Light as Wavelength
Isaac Newton demonstrated in 1666 that white light is a mixture of all colors by splitting sunlight through a prism. Each color corresponds to a wavelength of electromagnetic radiation: violet at 380nm, blue at 450nm, green at 520nm, yellow at 580nm, orange at 600nm, and red at 700nm. This simulation lets you build custom spectral power distributions and see how they map to perceived color through the CIE color matching functions.

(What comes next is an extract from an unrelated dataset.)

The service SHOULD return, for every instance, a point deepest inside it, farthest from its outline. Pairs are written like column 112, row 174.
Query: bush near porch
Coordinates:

Spectral Power Distributions
Every light source has a unique spectral fingerprint — its spectral power distribution (SPD). A sodium lamp emits almost exclusively at 589nm, producing a narrow yellow spike. A fluorescent tube has sharp mercury emission lines plus phosphor broadband emission. Sunlight approximates a smooth 5800K black body curve. The SPD completely determines the light's color, brightness, and rendering properties. Adjust the peak wavelength and bandwidth to explore how spectral shape maps to perceived color.
From Photons to Color
Your retina converts the continuous spectrum into just three signals via L, M, and S cone cells. The CIE 1931 color matching functions formalize this: they define how to integrate any SPD into three tristimulus values (X, Y, Z) that uniquely specify the perceived color. This three-dimensional reduction means infinitely many spectra can produce the same perceived color — a phenomenon called metamerism. It is also why RGB displays, with only three wavelengths, can reproduce millions of perceived colors.
Applications
Spectral analysis is fundamental to lighting design, display engineering, photography, astronomy, and material science. Color rendering index (CRI) evaluates how faithfully a light source renders colors by comparing its SPD to a reference illuminant. Display gamuts are defined by the chromaticity coordinates of their primary SPDs. Astronomers determine stellar composition by analyzing absorption lines in stellar spectra. Every field that works with light ultimately works with spectral power distributions.